Aging Puerto Rico

The median age in Puerto Rico is now 40 years, the highest ever since that information has been collected. The median age is the age which divides the population into two equal groups: half the people in Puerto Rico are under 40 and half are over.

Why does this matter? Simply, with more older people needing care and fewer younger people to care for them, Puerto Rico is looking at higher health costs and lower tax revenues. Puerto Rico has $46 billion dollars in unfunded pension liability already. They’ve increased worker contributions and raised the retirement age to try to keep this under control, but PROMESA requires that pensions be paid, so this cost is hanging over the Island.

With fewer younger workers paying into the system and more older people reaching retirement age, the problem will increase.
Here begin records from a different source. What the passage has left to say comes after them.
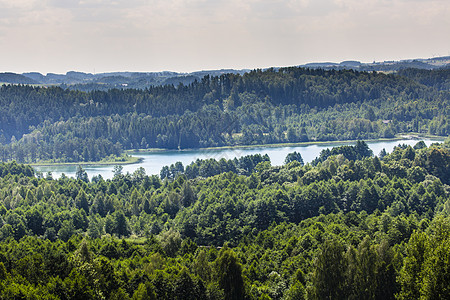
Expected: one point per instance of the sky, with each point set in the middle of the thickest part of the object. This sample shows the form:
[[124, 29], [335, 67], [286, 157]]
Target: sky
[[56, 36]]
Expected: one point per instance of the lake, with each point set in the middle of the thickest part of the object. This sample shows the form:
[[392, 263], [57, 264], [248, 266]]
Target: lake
[[152, 162]]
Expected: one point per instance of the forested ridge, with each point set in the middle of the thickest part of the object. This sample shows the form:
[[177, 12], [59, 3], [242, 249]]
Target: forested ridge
[[259, 107], [350, 225]]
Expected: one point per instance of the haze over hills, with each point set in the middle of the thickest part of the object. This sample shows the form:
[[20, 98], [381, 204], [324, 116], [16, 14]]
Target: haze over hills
[[105, 81]]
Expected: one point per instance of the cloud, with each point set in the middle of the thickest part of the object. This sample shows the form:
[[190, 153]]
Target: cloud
[[195, 34]]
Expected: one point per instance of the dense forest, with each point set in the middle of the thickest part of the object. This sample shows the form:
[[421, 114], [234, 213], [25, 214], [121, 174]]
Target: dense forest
[[350, 225], [259, 107]]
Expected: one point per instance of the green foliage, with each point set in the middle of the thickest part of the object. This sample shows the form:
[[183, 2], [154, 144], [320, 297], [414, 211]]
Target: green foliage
[[259, 107], [366, 228]]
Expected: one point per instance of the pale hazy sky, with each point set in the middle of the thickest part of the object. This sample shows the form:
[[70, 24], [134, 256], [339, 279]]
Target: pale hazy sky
[[189, 35]]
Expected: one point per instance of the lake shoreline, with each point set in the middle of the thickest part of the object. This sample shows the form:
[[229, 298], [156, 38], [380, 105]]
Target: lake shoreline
[[131, 160], [407, 136], [135, 160]]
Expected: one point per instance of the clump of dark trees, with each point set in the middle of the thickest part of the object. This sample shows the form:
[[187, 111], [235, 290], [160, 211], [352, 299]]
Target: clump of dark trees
[[259, 107], [351, 226]]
The main reason for the aging of Puerto Rico is the number of young families leaving the territory. Puerto Rico has more than $70 billion in debts that it cannot pay, and the money spent on debt service goes off the island. The government of Puerto Rico has put austerity measures in place, and PROMESA would allow (not require) the governor to lower the minimum wage for young workers.

As the quality of life decreases and opportunities for the future seem more limited, Puerto Rico’s young families and college graduates are moving to the States. Living in a State, they have more benefits and better job prospects — without the threat of lower wages or lost pensions.

There are now more Puerto Rican people living on the U.S. mainland than in Puerto Rico. Increased austerity measures will only push more people out of the territory. In general, it is younger working people who are leaving, along with their children.

The birth rate in Puerto Rico is also down. Uncertainty about the future and the threat of the Zika virus (which can cause birth defects if pregnant women contract it) have caused couples to think twice about starting families.

Fewer new babies, fewer graduates staying on the island, and more young families leaving — it’s a recipe for continued economic trouble.

Japan, the country with the oldest population in the world, now has a median age of 46.5. The United States as a whole has a median age of 37.8. Puerto Rico, with a median age of 40, is in the same category as Cuba and Romania.